Been thinkin bout givin this a go my self how many ya taking ant


----------



## anabolic ant (Jun 5, 2008)

taking only the recommended amount of 4/day...i thjink its a good buy,worth he doe!!!


----------



## Mr Skinny (Nov 2, 2009)

cool cant decide over that or sci fit kre alkalyn 1500. can get the later cheap £18 delivered 2 month supply though an thats like 25 for 1 month. prob end up tryin em both at some point. good to here ya aint gettin bloat i hav that prob on some


----------



## JokaJJayy (May 9, 2009)

Just finished the last 4 couple days ago, definately seen an improvement while taking 'em.
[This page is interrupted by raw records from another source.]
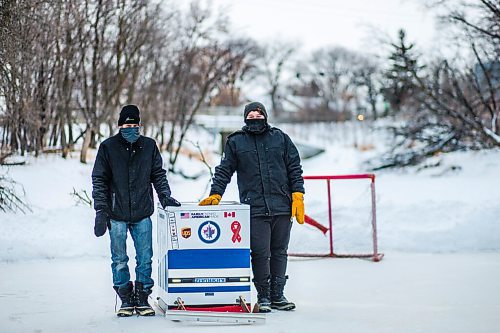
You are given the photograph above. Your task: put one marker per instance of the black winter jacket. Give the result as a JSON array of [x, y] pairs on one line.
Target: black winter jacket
[[122, 178], [268, 171]]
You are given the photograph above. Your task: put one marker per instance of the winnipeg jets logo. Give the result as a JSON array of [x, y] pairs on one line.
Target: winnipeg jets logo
[[209, 232]]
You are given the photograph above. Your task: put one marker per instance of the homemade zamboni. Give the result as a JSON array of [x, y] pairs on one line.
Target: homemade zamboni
[[204, 271]]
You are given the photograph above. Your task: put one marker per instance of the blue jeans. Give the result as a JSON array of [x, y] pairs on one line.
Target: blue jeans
[[141, 233]]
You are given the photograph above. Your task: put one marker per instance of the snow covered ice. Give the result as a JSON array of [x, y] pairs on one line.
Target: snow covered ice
[[439, 229]]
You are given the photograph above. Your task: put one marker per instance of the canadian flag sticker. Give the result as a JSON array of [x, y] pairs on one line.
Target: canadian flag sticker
[[230, 214]]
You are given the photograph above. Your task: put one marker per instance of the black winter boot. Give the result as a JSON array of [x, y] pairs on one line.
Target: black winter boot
[[278, 299], [141, 300], [263, 298], [126, 294]]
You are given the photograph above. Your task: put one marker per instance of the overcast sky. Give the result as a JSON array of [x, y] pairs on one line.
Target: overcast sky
[[355, 24]]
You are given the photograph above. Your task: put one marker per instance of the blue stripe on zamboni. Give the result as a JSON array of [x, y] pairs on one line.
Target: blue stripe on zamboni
[[174, 290], [213, 258]]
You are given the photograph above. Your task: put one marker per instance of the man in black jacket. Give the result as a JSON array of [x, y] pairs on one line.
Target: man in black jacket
[[125, 167], [270, 181]]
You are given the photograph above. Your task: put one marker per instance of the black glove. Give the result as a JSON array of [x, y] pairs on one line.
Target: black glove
[[169, 201], [101, 223]]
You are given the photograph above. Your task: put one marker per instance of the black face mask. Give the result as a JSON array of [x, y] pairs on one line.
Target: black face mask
[[256, 126]]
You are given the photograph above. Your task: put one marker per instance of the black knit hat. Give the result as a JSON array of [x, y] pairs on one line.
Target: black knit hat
[[129, 115], [255, 106]]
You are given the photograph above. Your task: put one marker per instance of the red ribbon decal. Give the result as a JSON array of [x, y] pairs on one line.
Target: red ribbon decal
[[235, 228]]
But now looking for something to take before going back on them.


----------



## anabolic ant (Jun 5, 2008)

Mr Skinny said:


> cool cant decide over that or sci fit kre alkalyn 1500. can get the later cheap £18 delivered 2 month supply though an thats like 25 for 1 month. prob end up tryin em both at some point. good to here ya aint gettin bloat i hav that prob on some


i prefer tabs rather than capsules for some unknown reason,must of been my youth:innocent:...
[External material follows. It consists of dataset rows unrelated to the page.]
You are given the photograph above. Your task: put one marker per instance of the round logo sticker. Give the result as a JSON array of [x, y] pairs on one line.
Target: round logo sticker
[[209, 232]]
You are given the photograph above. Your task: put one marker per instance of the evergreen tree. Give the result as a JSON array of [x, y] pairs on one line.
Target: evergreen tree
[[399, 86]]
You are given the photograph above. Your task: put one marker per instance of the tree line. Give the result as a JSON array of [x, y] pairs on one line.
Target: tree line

guess if you are getting from a reputable company,then its not gonna be pooh either way:thumb:!!!!



JokaJJayy said:


> Just finished the last 4 couple days ago, definately seen an improvement while taking 'em.
> 
> But now looking for something to take before going back on them.


try the beta alinine,bloody brillaint stuff,love it...


----------



## JokaJJayy (May 9, 2009)

anabolic ant said:


> try the beta alinine,bloody brillaint stuff,love it...


I'll look into thanks, but would you reccommend starting this straight away or give it a couple weeks since I only just finished the creatine x4?


----------



## anabolic ant (Jun 5, 2008)

creatine as far as i know,and i've had friends do research on it when i was at uni...is pretty safe to take all year round,but breaks are preferable!!!

as long as megadoses are not being administered...

good idea,but you can combine it with your creatine...great combo!!!

or take a break and come back on both o even another supp in addition!!!


----------